Lutte contre le terrorisme : ce que nous enseigne le Patriot Act

President GW Bush visits Pentagon crédits US army (CC BY 2.0)

Terrorisme : ce que l’histoire récente des États-Unis nous apprend des lois sécuritaires prises sous le coup de l’émotion.

Par Ludovic Delory, depuis la Belgique.

President GW Bush visits Pentagon crédits US army (CC BY 2.0)
President GW Bush visits Pentagon crédits US army (CC BY 2.0)

C’est une leçon de la psychologie évolutionniste : l’homo sapiens reste un mammifère commandé par le même cerveau que ses ancêtres chasseurs-cueilleurs. Face à des événements tragiques comme les attentats de Bruxelles, nos amygdales cérébelleuses nous somment de réagir à la terreur par l’instinct. Paris étant encore proche dans nos esprits, nous fûmes happés par le sentiment collectif qui nous amena devant la Bourse à répéter les rites de la place de la République : bougies, peluches, drapeaux.

Le même sentiment d’urgence hante aujourd’hui nos gouvernants. Mais ils ne peuvent y répondre qu’avec leur arme : la violence légitimée. La mémoire des victimes est encore vive que l’on parle déjà, dans les sous-commissions, d’élargissement des horaires de perquisitions, des modalités d’écoutes ou des bases de données.

Or, que nous enseignent ces amas de navetteurs nés des contrôles systématiques à l’entrée des gares bruxelloises ? À quoi aura servi la traque aux aérosols, aux coupe-ongles, aux gels, si l’on peut pénétrer dans le hall d’un aéroport international avec plusieurs kilos d’explosifs posés sur un chariot ? Si l’on peut détourner un avion d’Egypt Air en menaçant de le faire exploser ? « Les régulateurs ont créé un environnement où nous cherchons des produits interdits plutôt que des intentions mauvaises », répond cet expert en sécurité1. L’instinct, dans ce domaine, est mauvais conseiller.

L’histoire proche nous abreuve de leçons.

Le Patriot Act, cet ensemble de mesures édictées au lendemain des attentats du 11 septembre 2001, a généré d’innombrables dégâts collatéraux. Le Département de la Justice a obtenu, en quelques années, les pouvoirs nécessaires à la mainmise du gouvernement sur les individus. Quelques exemples :

  • l’administration Bush a demandé, dès 2001, à l’Agence Nationale de Sécurité (NSA) d’écouter les conversations électroniques des Américains sans recourir à une commission rogatoire ;
  • la section 215 du Patriot Act autorise la collecte massive des relevés téléphoniques des entreprises privées ;
  • la présidence Obama a persécuté plus de « lanceurs d’alerte » que tous les autres gouvernements américains cumulés.
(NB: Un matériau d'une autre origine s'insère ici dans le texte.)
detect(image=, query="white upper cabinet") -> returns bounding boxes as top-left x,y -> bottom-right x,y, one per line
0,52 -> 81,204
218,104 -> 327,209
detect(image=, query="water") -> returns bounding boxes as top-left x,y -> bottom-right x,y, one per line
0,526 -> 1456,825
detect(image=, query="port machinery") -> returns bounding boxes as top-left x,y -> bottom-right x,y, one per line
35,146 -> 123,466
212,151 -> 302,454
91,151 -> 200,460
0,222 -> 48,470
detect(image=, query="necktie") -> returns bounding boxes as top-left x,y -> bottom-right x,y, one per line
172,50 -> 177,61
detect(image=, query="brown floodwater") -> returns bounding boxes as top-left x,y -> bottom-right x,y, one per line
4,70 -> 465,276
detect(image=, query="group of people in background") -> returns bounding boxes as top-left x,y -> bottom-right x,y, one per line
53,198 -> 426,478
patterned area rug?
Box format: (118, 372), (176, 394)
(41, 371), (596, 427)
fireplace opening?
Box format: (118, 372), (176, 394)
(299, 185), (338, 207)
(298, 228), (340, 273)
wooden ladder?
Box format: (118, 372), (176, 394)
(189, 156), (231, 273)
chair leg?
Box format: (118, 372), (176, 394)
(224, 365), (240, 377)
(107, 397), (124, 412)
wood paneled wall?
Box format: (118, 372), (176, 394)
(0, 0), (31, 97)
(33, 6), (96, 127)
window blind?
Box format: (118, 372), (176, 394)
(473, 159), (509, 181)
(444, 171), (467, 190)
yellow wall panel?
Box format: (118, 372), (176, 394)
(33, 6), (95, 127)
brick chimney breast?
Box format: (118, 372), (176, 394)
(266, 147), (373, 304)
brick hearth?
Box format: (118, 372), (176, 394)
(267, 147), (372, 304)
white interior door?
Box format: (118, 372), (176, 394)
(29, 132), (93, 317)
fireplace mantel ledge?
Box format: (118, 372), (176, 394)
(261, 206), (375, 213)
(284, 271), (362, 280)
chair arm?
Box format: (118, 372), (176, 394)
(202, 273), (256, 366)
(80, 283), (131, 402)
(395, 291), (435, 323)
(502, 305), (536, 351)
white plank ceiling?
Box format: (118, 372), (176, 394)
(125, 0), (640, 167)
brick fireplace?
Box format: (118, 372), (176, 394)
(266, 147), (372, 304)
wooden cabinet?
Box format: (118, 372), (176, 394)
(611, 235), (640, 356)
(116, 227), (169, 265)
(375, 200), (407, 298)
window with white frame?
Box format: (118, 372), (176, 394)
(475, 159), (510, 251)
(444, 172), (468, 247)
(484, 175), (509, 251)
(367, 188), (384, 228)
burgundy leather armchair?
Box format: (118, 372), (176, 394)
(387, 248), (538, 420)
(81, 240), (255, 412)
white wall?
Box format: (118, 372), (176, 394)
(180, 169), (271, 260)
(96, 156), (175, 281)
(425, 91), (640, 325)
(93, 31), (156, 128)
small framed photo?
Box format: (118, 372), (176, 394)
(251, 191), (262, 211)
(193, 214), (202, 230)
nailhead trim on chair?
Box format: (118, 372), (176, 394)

Ces trois exemples se diluent dans un magma de textes liberticides censés protéger les citoyens américains des attentats terroristes. Bilan : de 2006 à 2009, les mesures « d’enquête furtive » autorisées par le Patriot Act ont visé 1618 affaires de drogue, 122 affaires de fraude, et… 15 affaires liées au terrorisme2.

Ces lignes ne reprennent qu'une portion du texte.